His entertaining start-stop tour through his catalog on Tuesday covered more than 20 songs and skipped plenty of great ones. But what he performed was a testament to versatility: songs that emphasize his Jamaican heritage, “Make It Clap” and “Uh Ooh (remix)”; roughneck anthems, “Ante Up (remix),” on which he was joined by the rowdy M.O.P.; collaborations with Mariah Carey, “I Know What You Want,” with Ms. Carey sadly absent. Nothing from his early days with Leaders of the New School, though.

If Busta Rhymes has had a signature sound, it was the digital bounce he perfected at midcareer — “Woo Hah!! Got You All in Check,” “Put Your Hands Where My Eyes Could See” — party records that also featured impressive, if monotone, vocal calisthenics.

Calisthenics he wanted the crowd here to take note of. On “Break Ya Neck” he repeated his rhymes three times in case people weren’t paying attention. And that was just one of several old showman gimmicks he employed. He and his longtime hype man Spliff Star formed a charming comic duo, like two students in an improv workshop cooking up scenes: dance routines, exaggerated facial expressions, funny voices. During “Put Your Hands Where My Eyes Could See,” Busta Rhymes went from loud to soft and back while Spliff Star mimed turning a key next to his mouth, as if manually adjusting the volume.

Several guests joined Busta Rhymes throughout the night: M.O.P.; the dancehall star Beenie Man; and a trio of young Brooklyn rappers, the brawny Maino, the grim Uncle Murda, the surprisingly catchy Red Cafe. They all came back out at the end of the show to form a united front during the glorious, tacky “Arab Money,” which was a minor hit for Busta Rhymes late last year (with an accompanying dance), and is almost certainly the only rap song to ever mention the billionaire Prince al-Waleed bin Talal al-Saud.
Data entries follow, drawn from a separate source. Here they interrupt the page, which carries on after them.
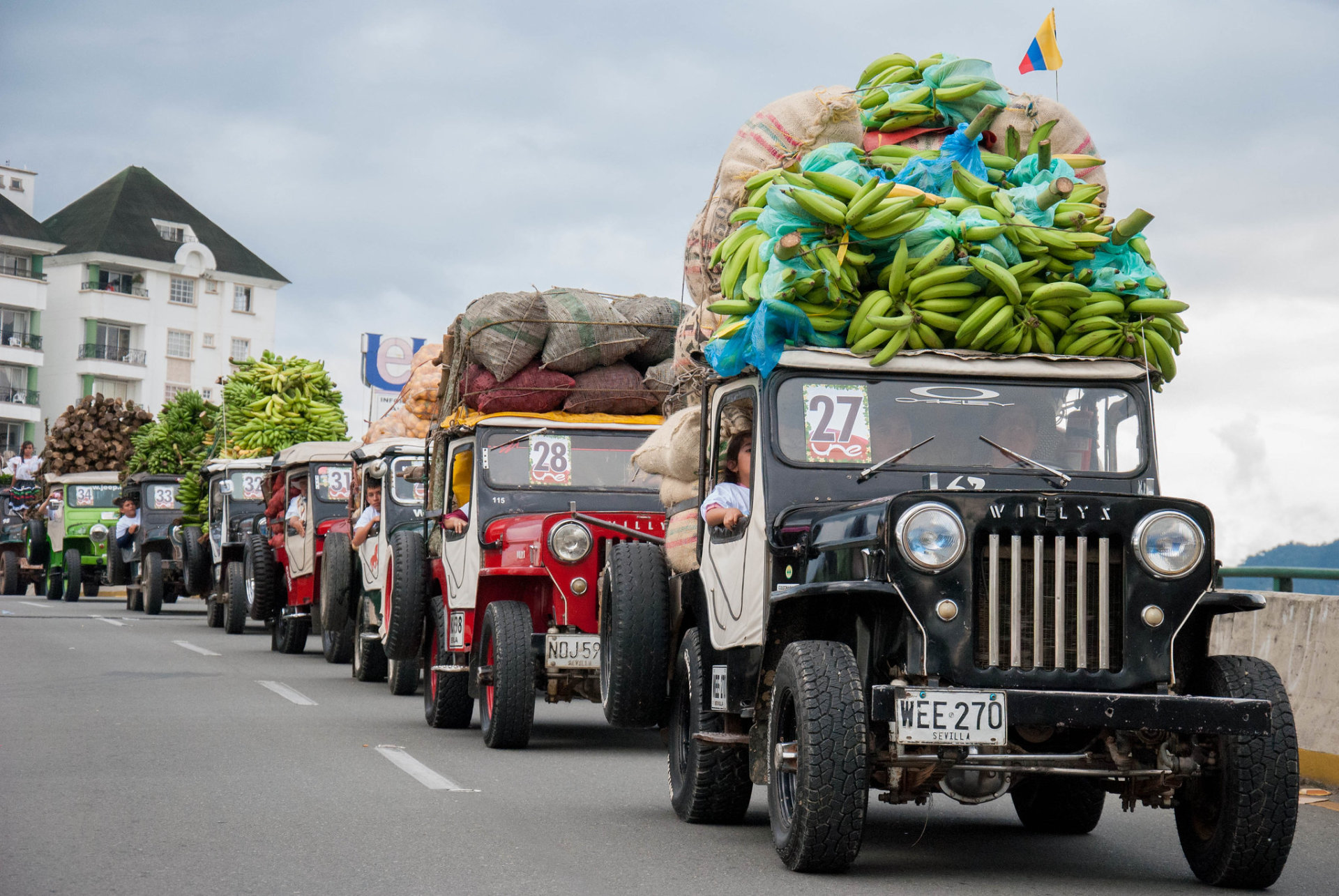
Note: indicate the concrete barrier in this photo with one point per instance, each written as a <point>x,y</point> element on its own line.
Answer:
<point>1299,634</point>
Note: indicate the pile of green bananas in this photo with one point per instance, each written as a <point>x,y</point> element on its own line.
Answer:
<point>276,402</point>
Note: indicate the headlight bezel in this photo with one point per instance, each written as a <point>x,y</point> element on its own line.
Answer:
<point>570,525</point>
<point>909,516</point>
<point>1141,531</point>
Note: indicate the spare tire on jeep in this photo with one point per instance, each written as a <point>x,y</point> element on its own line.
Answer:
<point>634,635</point>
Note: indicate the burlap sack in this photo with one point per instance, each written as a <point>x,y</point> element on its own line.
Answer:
<point>773,137</point>
<point>616,388</point>
<point>682,541</point>
<point>660,379</point>
<point>586,331</point>
<point>656,319</point>
<point>505,347</point>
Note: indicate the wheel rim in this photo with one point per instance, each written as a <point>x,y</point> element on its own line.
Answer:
<point>785,781</point>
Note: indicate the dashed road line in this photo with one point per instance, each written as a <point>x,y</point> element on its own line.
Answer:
<point>419,772</point>
<point>288,694</point>
<point>195,647</point>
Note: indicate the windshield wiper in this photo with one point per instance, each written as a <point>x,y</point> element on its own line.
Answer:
<point>870,471</point>
<point>1037,465</point>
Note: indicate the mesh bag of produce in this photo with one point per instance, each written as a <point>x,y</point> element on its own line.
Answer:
<point>586,331</point>
<point>532,390</point>
<point>656,319</point>
<point>616,388</point>
<point>505,330</point>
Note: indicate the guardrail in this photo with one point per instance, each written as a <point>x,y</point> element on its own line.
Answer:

They were joined by its producer, Ron Browz, who sang the song’s nonsensical, fake-Arabic hook and wore not one but two diamond-encrusted chains that read “Ether Boy,” the name of his record label. (He had opened the show with a set that was short, clunky and mercifully steamrolled by a guest appearance from Juelz Santana.)

Earlier Busta Rhymes had gathered the young Brooklyn rappers together at center stage — a grouping he referred to as the Conglomerate, after his recent single — and proclaimed a new era for New York hip-hop. He has played with so many teams, so why not this one?

“We’re going to start repping this city right,” he said, boasting that all the rappers would appear in one another’s videos as a show of support, and promising “a lot of cars, a lot of money, a lot of jewelry.” Later he sprayed Champagne over the crowd as if it were still the late Clinton era. For a minute, at least, there was no recession to speak of.